Oklahoma has moved into second place among states with a high percentage of interracial marriages, according to a brief issued this week by U.S. Census Bureau.
Nearly one-fifth of Oklahoma's 723,000 married households and more than a quarter of the state's unmarried households include partners of different racial makeup, according to 2010 census figures.
Nationwide, 10 percent of marriages were considered interracial, marking a 28 percent increase over 2000 census figures.
The U.S. Census Bureau divided the population into seven different racial categories for the report and then tallied the number of households, married and unmarried, that included couples from different racial backgrounds.
In Oklahoma, 17.2 percent of married households include interracial couples, compared to 14.8 percent in 2000.
The new figures push the state just past Alaska for the No. 2 ranking.
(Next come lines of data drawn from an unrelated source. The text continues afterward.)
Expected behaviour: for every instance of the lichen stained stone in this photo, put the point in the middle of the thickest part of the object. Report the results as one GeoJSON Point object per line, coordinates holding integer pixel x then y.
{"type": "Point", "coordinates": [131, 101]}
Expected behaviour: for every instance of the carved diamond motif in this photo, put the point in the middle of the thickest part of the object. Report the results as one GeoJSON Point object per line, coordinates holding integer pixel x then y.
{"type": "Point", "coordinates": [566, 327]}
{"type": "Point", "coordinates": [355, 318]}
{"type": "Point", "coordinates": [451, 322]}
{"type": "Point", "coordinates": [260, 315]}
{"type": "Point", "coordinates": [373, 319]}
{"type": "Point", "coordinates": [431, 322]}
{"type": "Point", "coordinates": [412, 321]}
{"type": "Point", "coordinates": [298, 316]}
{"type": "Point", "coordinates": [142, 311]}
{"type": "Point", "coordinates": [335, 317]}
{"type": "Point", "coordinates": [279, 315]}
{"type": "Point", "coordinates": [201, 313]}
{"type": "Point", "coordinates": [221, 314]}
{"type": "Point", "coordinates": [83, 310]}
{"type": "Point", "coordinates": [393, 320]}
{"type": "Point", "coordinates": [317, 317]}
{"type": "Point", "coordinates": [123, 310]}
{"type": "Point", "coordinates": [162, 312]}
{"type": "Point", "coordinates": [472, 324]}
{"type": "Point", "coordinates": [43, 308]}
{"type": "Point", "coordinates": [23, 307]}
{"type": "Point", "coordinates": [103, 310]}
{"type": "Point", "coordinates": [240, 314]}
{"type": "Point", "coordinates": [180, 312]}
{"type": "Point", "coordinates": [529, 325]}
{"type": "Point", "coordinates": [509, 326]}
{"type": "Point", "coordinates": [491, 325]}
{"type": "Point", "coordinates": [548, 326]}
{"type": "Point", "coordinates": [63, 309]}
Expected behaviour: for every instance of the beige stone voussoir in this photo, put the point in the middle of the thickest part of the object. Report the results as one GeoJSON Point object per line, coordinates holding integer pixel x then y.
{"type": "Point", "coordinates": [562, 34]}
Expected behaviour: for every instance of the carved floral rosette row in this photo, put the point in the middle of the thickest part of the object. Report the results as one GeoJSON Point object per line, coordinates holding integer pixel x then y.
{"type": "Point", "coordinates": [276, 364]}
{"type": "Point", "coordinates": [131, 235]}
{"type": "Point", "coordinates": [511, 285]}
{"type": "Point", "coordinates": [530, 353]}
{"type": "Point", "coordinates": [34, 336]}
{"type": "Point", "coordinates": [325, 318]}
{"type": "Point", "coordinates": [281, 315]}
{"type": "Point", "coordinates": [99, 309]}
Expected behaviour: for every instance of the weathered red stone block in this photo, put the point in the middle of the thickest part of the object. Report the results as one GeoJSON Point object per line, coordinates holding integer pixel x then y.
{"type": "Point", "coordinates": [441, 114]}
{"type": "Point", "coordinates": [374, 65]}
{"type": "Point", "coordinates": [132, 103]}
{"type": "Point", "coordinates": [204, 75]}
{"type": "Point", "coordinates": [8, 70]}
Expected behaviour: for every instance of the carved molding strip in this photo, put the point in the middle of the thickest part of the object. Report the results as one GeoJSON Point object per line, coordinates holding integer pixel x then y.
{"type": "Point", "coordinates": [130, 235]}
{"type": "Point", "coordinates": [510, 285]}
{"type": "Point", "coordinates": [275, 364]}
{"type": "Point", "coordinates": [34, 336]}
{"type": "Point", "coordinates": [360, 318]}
Both states are home to significantly fewer interracial marriages than Hawaii, where more than a third of all marriages include couples from different racial backgrounds.
Steve Barker, program manager for the Oklahoma Data Center and senior research analyst for Oklahoma Department of Commerce, said the figures can be explained by the state's high American Indian population.
More than 321,000 Oklahomans checked the “American Indian and Alaska Native” box on the 2010 census form, comprising nearly 105,000 households.
“Diversity isn't necessarily the issue,” Barker said. “Other communities are more diverse than we are with regard to some of the other races that are defined by the U.S. Census Bureau, but we do have a large number of Native Americans here within the state of Oklahoma, and they have married partners who may or may not identify themselves as Native Americans on census forms.”